So EnergyFx how manny machines are you acculy crunching with? Coz is see we are neckaneck every day. And i do need someone to compete with. My Q is at 3,2Gh and 100%, my lapy is 2,0Gh stock and at 60%. Whats your setup like?

Forgot to say i added an e2180 this morning but this one will do its work only 8h a day when im at job...gota get my boos to do it for me on his quad :d but i doubt it is wery consirned about energy


----------



## EnergyFX (Sep 9, 2009)

gogx said:


> So EnergyFx how manny machines are you acculy crunching with? Coz is see we are neckaneck every day. And i do need someone to compete with.
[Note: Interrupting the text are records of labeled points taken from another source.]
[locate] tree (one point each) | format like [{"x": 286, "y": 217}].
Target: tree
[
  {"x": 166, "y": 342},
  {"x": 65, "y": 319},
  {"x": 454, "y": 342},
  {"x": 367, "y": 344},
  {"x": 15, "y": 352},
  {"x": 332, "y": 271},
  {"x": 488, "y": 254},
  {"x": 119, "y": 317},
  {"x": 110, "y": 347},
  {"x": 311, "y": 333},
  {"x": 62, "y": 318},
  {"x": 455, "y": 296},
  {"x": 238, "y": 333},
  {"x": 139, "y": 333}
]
My Q is at 3,2Gh and 100%, my lapy is 2,0Gh stock and at 60%. Whats your setup like?
> 
> Forgot to say i added an e2180 this morning but this one will do its work only 8h a day when im at job...gota get my boos to do it for me on his quad :d but i doubt it is wery consirned about energy



LMAO!!  

Yeah, I've been watching you creep up on me (and pass me). My dual cores can't compete with your quad.  

I have an E8600 crunching full time, but It's in a Dell that I use for my HTPC.  I can't OC it at all.  I have had my gaming rig running lately... but I don't plan to leave it on all the time.  I have been running it a bit more that I normally would mainly to see if I could hold you off.   It is an E8500 OCd to 3.8.  And when that wasn't enough I even brought my XPS laptop into the race... but it's not worth much.

So... long story short... my dual cores just can't hang with your quad 



You posting here was too cool though... since I have been silently battling you!  Thanks for a good laugh!

EDIT:  Wait a minute... what's this I just checked!  I've got 300 pts on you.  Yesterday you had passed me so I left everything running all night and all day today so far.  Looks like my strategy is paying off.  *evil laugh*


----------



## EnergyFX (Sep 9, 2009)

Talk about neck and neck:







It's pretty obvious when we each kicked it up to meet the other's performance.

So now I see how this crunching/folding stuff gets addicting.  Binary drag racing at its best!!


----------



## Duxx (Sep 9, 2009)

lol, I used to have someone like this, a_ump was his name, but he didnt last long before he stopped crunching   Started within a day of eachother too...


----------



## gogx (Sep 10, 2009)

I think my girlfrend turnd of my Q coz it only returnd 6 results yesterday... I have to call her but not till 10 she is still sleping only 7am here in EU.

Good to heve someone to compete with, far more interesting like this

P.S.
I have an mobo siting at home an Asus P5N32-E SLI with an bent pin in the socket. I am willing to give ti away to an WCG or Fold@home member here at TPU. It has 3x Pci-e. The dude has to repaer it himself coz i dont heve the time and no founds to bay other stuf to bild a comp. Annybody reading this pleas direkt my were to poste this! You just pay for shiping. I want to give it to a member who will realy use it for what i sey!


----------



## EnergyFX (Sep 10, 2009)

Yeah, my wife shut my computer down on me a couple of times... but then I administered my authority to her and set the situation straight!

kidding

I did have to explain to her what was going on though... now she thinks it's pretty cool.

If you find a taker for your MB have them get in touch with me and I can add some memory to the combo.  Same requirement, it has to be committed to crunching for TPU.


----------



## gogx (Sep 10, 2009)

I just posted it in the FT/FS/FF subforum. Mybe someone wants it


----------



## EnergyFX (Sep 11, 2009)

Looks like you crunched about 500 more points than me today.  I was having some conflicts with my folding clients that may have hindered my crunching.  I think I got it resolved though.  We'll see what tomorrow brings.


----------



## gogx (Sep 11, 2009)

I backed my overclock down to stock i am mesuring power con. at the wall. But i ren the Q all night and today all day. Gota check how much m i gona pay more.

Looked at your threat moding the Termaltake Case....Nice Cat!


----------



## gogx (Sep 16, 2009)

Seems i cant get a taker for the MB.... Im in contact with bo$$ from UK...but he is not a cruncher or folder, so wont give it to him. I just may excided a frend of mine for WCG (lots of money, 3 quads allredy at home), if he going to build one more ill give ot to him.

Overtook you today


----------